More than 4.4 million laid-off workers applied for US unemployment benefits last week as job cuts escalated due to the coronavirus pandemic.
Roughly 26 million people have filed for jobless aid in the five weeks since the coronavirus outbreak began forcing millions of employers to close their doors.
About one in six American workers have lost their jobs in the past five weeks, by far the worst string of lay-offs on record. Economists have forecast that the unemployment rate for April could go as high as 20%.
The enormous magnitude of job cuts has plunged the US economy into the worst economic crisis since the Great Depression of the 1930s. Some economists say the nation’s output could shrink by twice the amount that it did during the Great Recession, which ended in 2009.
The painful economic consequences of the virus-related shutdowns have sparked angry protests in several state capitals from crowds insisting that businesses be allowed to reopen.
Thursday’s report, showing that the pace of lay-offs remains immense, could heighten demands for re-openings.
Some governors have begun easing restrictions despite warnings from health authorities that it may be too soon to do so without causing new infections.
In Georgia, gyms, hair salons and bowling alleys can reopen on Friday. Texas has reopened its state parks.
The number of people who are receiving unemployment benefits has reached a record 16 million, surpassing a previous high of 12 million set in 2010, just after the 2008-2009 recession ended.
This figure reflects people who have managed to navigate the online or telephone application systems in their states, have been approved for benefits and are actually receiving money.
In some states, many laid-off workers have run into obstacles in trying to file applications for benefits. Among them are millions of freelancers, contractors, gig workers and self-employed people — a category of workers who are now eligible for unemployment benefits for the first time.
“This has been a really devastating shock for a lot of families and small businesses,” said Aaron Sojourner, an economist at the University of Minnesota. “It is beyond their control and no fault of their own.”
In Florida, applications for unemployment benefits nearly tripled last week to 505,000, the second-highest total behind much-larger California’s 534,000.
Florida has had trouble processing many of its applications.

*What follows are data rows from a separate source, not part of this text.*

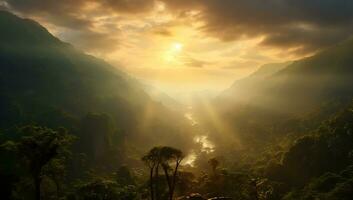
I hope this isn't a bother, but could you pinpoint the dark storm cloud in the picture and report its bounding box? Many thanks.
[100,0,155,14]
[164,0,353,53]
[0,0,353,54]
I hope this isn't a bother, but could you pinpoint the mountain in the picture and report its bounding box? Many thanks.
[218,62,291,102]
[0,11,191,167]
[220,40,353,115]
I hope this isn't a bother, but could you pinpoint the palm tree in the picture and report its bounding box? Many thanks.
[208,158,219,175]
[142,146,184,200]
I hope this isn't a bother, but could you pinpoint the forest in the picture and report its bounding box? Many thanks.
[0,5,353,200]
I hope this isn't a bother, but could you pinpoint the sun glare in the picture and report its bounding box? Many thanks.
[173,42,183,51]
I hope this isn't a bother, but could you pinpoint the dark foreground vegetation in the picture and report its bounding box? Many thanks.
[0,12,353,200]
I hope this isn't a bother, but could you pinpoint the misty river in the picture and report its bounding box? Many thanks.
[184,106,215,166]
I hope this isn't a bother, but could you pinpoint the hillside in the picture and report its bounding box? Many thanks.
[0,11,187,169]
[220,40,353,114]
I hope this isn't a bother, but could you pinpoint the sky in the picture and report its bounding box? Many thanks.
[0,0,353,94]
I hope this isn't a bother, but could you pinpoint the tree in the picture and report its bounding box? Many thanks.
[142,147,159,200]
[142,146,184,200]
[9,126,73,200]
[208,158,219,175]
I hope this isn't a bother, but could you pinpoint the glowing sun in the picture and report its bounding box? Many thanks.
[173,42,183,51]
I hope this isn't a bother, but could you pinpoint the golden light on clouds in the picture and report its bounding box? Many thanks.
[4,0,353,96]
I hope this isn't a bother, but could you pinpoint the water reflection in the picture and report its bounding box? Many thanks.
[184,106,215,166]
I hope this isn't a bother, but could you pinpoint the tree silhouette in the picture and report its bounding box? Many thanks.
[10,126,73,200]
[208,158,219,175]
[142,146,184,200]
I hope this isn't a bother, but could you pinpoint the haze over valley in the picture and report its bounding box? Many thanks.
[0,0,353,200]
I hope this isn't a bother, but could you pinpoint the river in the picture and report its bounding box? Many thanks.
[184,106,215,166]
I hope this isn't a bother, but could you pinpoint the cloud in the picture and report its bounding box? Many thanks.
[0,0,353,55]
[164,0,353,54]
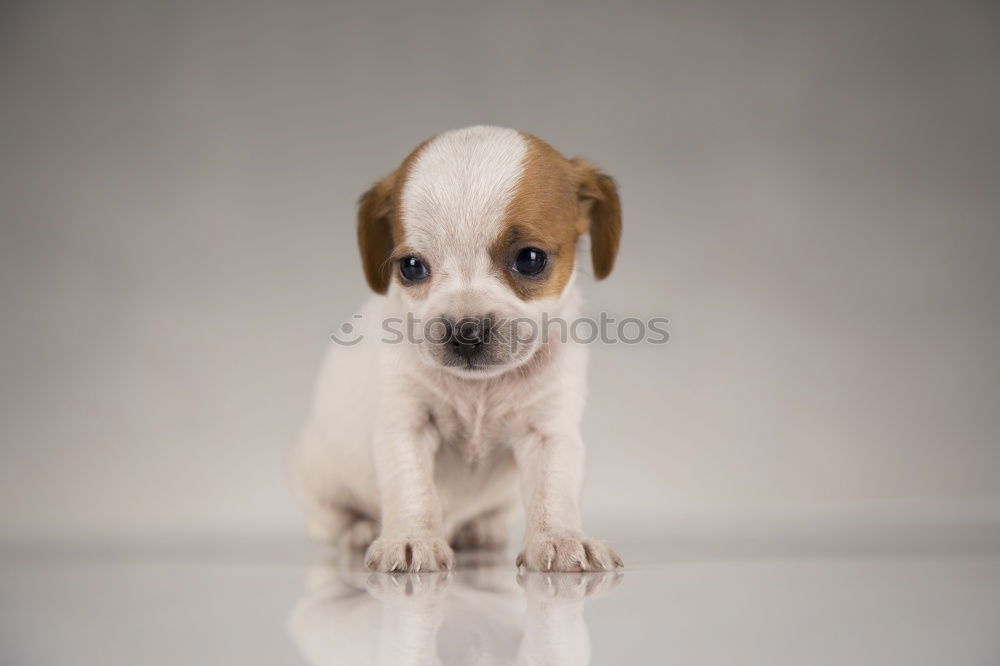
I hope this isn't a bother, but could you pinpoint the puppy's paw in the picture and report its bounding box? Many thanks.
[517,534,625,571]
[365,536,455,572]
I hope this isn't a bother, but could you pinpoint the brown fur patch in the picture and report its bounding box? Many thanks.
[358,137,434,294]
[490,134,621,300]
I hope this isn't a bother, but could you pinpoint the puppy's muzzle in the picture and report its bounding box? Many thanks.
[444,317,491,361]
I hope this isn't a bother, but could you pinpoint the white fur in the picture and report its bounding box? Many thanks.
[293,127,620,571]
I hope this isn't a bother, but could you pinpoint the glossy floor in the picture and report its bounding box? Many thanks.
[0,528,1000,666]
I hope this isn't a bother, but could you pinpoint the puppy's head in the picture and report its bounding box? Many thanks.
[358,127,621,377]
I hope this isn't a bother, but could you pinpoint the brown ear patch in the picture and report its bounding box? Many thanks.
[490,134,621,300]
[358,139,430,294]
[358,174,396,294]
[490,134,579,300]
[569,157,622,280]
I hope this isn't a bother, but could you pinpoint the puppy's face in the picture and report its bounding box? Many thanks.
[358,127,621,377]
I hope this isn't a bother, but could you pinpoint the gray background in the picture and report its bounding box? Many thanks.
[0,1,1000,539]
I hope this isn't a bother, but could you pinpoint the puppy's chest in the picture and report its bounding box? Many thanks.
[432,398,525,463]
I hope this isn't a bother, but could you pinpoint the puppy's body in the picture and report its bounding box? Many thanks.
[293,127,620,570]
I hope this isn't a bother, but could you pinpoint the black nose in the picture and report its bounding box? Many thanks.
[448,318,489,359]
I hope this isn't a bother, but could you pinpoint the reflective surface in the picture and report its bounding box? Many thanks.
[0,528,1000,666]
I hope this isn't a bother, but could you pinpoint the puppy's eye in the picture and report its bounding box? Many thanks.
[514,247,547,275]
[399,256,431,282]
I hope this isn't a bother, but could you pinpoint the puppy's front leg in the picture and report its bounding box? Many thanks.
[365,408,455,571]
[514,430,623,571]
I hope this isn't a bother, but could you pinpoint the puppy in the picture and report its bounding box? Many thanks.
[292,127,622,571]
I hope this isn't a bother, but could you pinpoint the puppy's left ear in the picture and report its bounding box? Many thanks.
[570,157,622,280]
[358,175,395,294]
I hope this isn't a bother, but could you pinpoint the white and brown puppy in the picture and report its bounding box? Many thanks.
[293,127,622,571]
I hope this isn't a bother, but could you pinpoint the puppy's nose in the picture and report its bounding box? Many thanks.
[448,317,489,359]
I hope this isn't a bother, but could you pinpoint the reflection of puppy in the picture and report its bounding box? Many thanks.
[293,127,621,571]
[289,556,622,666]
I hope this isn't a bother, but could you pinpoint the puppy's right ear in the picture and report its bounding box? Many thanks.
[358,175,395,294]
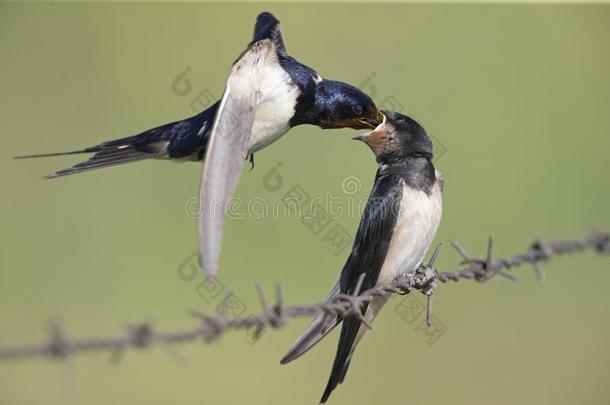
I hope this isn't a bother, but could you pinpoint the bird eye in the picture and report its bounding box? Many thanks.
[352,104,364,115]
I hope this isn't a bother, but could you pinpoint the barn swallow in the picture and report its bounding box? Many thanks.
[281,111,443,403]
[14,12,383,276]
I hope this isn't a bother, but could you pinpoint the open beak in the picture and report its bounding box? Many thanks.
[358,111,385,129]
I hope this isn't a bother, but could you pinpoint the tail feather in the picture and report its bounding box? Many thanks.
[320,312,368,404]
[13,146,101,159]
[280,281,340,364]
[44,147,153,180]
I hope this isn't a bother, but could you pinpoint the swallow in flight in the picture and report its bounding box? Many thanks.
[19,12,383,277]
[281,111,443,403]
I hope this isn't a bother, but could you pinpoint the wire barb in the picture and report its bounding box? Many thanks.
[0,230,610,362]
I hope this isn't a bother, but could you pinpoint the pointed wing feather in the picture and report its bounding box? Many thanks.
[199,40,277,278]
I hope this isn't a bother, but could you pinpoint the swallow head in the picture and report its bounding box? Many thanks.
[354,111,433,163]
[315,80,383,129]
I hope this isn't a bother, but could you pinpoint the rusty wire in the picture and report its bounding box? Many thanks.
[0,230,610,361]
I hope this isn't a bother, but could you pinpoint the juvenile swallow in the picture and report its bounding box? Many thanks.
[15,12,383,277]
[281,111,443,403]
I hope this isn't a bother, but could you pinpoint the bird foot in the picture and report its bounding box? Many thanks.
[250,153,254,171]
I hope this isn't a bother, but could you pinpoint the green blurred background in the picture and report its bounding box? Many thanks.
[0,3,610,405]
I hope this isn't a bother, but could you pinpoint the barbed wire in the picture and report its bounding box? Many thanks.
[0,230,610,361]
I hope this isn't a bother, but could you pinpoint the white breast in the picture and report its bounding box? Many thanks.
[377,172,443,284]
[243,62,300,152]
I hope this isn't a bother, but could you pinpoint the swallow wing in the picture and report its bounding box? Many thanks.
[198,13,285,278]
[280,280,339,364]
[321,175,403,402]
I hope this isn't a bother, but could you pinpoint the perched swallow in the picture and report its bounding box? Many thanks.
[281,111,443,403]
[14,12,383,276]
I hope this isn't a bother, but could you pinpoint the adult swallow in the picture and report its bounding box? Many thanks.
[281,111,443,403]
[15,12,383,276]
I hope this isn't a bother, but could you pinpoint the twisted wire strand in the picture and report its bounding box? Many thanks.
[0,230,610,361]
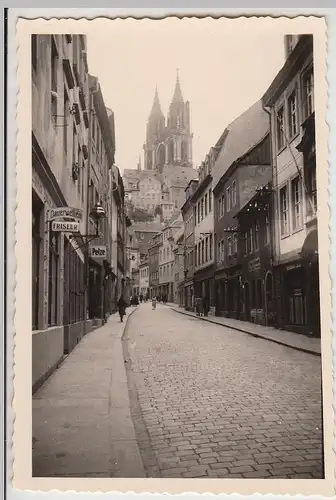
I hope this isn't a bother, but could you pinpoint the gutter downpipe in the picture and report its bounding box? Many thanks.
[262,104,280,325]
[84,80,99,335]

Its figure suggests that the state is finally clearing a backlog of claims from jobless workers.
In Michigan, 17% of the state’s workforce is now receiving unemployment aid, the largest proportion in the country. It is followed by Rhode Island at 15%, Nevada at 13.7% and Georgia at 13.6%.

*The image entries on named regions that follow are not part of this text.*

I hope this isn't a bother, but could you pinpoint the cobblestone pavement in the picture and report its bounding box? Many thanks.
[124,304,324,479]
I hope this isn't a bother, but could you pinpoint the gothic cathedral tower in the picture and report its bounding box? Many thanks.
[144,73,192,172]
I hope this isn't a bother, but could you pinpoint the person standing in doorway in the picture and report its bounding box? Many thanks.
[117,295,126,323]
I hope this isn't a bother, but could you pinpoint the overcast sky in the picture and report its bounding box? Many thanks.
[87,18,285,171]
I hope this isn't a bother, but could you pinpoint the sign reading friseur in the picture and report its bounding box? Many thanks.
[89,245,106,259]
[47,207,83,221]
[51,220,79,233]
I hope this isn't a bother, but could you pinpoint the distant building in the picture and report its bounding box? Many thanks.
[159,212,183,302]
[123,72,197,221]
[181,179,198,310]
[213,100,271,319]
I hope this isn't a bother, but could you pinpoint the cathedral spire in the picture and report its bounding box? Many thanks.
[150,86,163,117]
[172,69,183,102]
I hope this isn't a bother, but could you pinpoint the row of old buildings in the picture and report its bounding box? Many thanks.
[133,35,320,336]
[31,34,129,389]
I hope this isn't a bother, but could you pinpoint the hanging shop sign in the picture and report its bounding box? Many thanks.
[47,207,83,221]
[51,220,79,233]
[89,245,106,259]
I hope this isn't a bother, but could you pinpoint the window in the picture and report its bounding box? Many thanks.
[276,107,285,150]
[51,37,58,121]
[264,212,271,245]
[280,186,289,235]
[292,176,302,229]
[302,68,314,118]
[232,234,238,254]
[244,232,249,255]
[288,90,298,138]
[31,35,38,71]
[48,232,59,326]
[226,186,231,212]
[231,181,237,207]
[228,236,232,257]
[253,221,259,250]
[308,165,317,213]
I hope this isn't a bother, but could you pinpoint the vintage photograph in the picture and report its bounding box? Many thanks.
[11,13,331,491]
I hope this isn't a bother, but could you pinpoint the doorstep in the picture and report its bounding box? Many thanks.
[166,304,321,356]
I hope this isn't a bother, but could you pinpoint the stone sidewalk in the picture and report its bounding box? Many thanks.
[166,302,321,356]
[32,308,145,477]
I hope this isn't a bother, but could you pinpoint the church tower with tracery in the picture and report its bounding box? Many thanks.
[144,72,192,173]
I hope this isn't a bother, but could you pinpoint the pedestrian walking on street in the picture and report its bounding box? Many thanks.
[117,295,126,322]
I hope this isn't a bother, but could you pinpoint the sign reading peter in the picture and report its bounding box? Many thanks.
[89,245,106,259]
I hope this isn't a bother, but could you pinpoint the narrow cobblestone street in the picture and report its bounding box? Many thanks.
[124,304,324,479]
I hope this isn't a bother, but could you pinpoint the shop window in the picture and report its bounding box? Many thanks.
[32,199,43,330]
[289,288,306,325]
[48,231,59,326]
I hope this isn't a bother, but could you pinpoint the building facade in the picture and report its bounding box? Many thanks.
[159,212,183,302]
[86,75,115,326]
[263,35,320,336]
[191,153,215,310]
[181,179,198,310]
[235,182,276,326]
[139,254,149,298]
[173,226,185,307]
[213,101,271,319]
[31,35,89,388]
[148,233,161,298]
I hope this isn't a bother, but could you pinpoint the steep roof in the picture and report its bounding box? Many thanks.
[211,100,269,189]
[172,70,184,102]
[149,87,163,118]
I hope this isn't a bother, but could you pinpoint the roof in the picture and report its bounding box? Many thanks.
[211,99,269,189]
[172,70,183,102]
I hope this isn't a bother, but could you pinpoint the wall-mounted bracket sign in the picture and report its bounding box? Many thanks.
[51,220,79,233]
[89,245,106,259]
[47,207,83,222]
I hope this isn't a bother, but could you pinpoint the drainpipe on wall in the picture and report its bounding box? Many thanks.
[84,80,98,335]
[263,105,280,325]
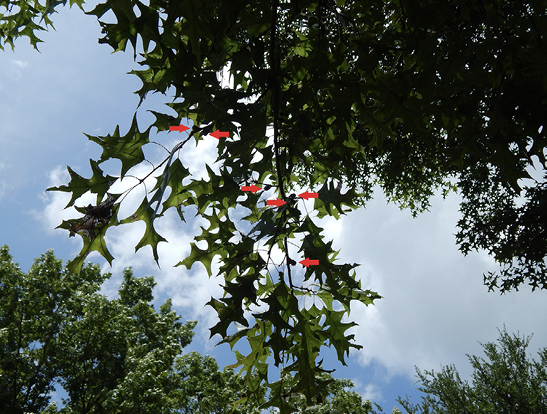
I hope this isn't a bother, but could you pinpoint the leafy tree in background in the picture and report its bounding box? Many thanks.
[0,0,547,410]
[0,246,396,414]
[0,246,196,414]
[398,328,547,414]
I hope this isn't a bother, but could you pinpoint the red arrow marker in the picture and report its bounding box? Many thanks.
[169,125,190,132]
[298,191,319,200]
[241,184,262,193]
[298,259,319,267]
[266,198,287,207]
[209,129,230,139]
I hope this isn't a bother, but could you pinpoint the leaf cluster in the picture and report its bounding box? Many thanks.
[7,0,547,409]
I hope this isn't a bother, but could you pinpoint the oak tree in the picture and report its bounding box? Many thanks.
[0,0,547,409]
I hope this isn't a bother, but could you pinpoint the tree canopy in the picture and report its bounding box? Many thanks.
[0,246,400,414]
[399,328,547,414]
[0,0,547,408]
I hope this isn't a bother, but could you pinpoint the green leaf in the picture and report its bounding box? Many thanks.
[85,113,150,178]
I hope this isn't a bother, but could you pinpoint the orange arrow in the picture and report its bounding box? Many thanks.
[298,191,319,200]
[209,129,230,139]
[298,258,319,267]
[241,184,262,193]
[169,125,190,132]
[266,198,287,207]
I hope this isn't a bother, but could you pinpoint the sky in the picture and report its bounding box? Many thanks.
[0,2,547,412]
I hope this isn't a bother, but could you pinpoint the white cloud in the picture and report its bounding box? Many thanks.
[335,188,547,384]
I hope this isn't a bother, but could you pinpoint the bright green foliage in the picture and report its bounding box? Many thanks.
[399,328,547,414]
[173,352,265,414]
[4,0,547,409]
[0,247,196,414]
[0,246,398,414]
[274,374,401,414]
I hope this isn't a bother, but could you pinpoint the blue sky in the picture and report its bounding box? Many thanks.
[0,2,547,412]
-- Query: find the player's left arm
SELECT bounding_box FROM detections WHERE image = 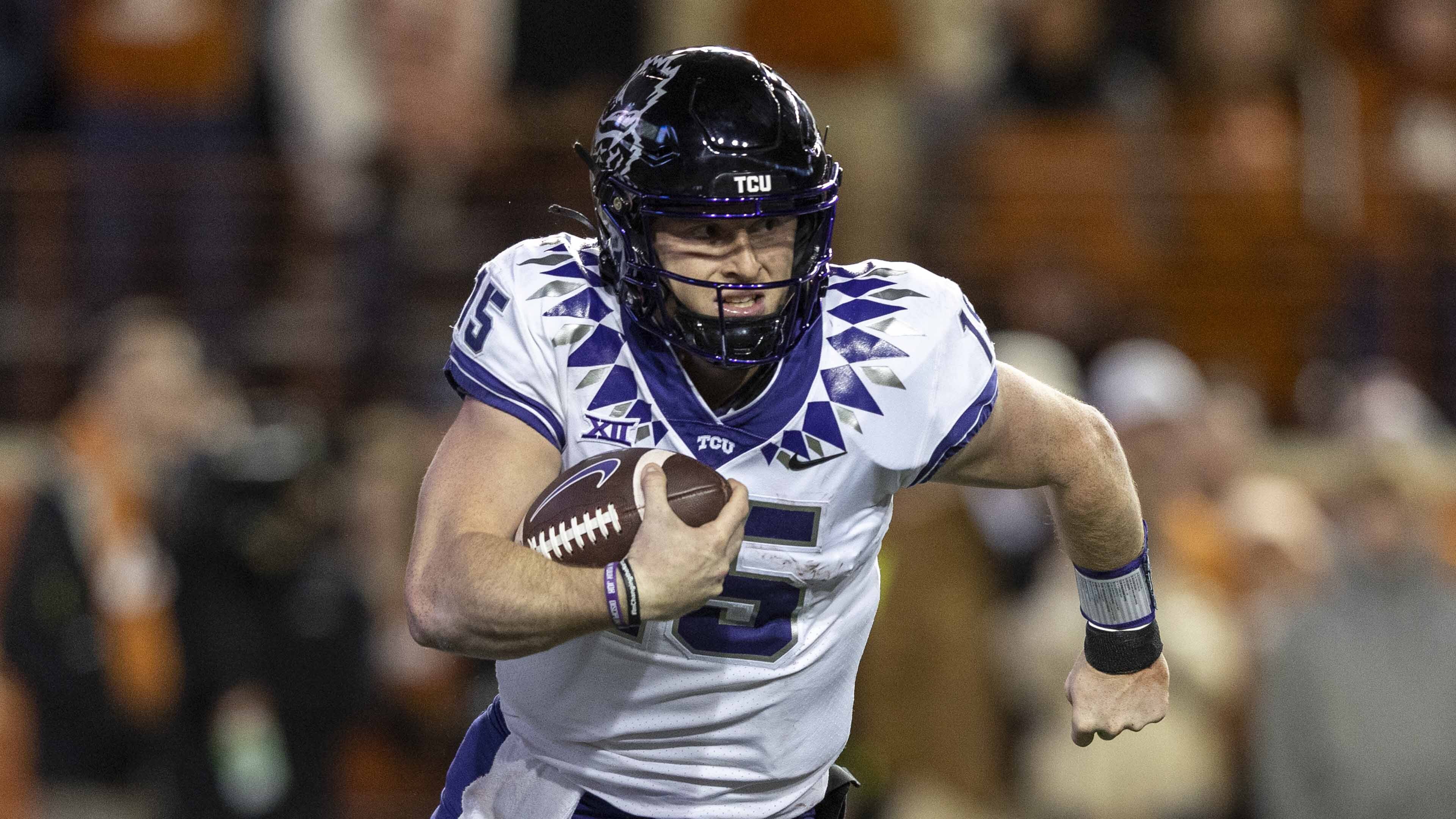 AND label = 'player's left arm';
[933,363,1168,745]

Just about every major industry has absorbed sudden and severe lay-offs. Economists at the Federal Reserve estimate that hotels and restaurants have shed the most jobs – 4 million since February 15. That is nearly one-third of all the employees in that industry.
Construction has shed more than 9% of its jobs. So has a category that includes retail, shipping and utilities, the Fed estimated. A category that is made up of data processing and online publishing has cut 4.7%.
When the government issues the April jobs report on May 8, economists expect it to show breathtaking losses. Economists at JPMorgan are predicting a loss of 25 million jobs. That would be nearly triple the total lost during the entire Great Recession period.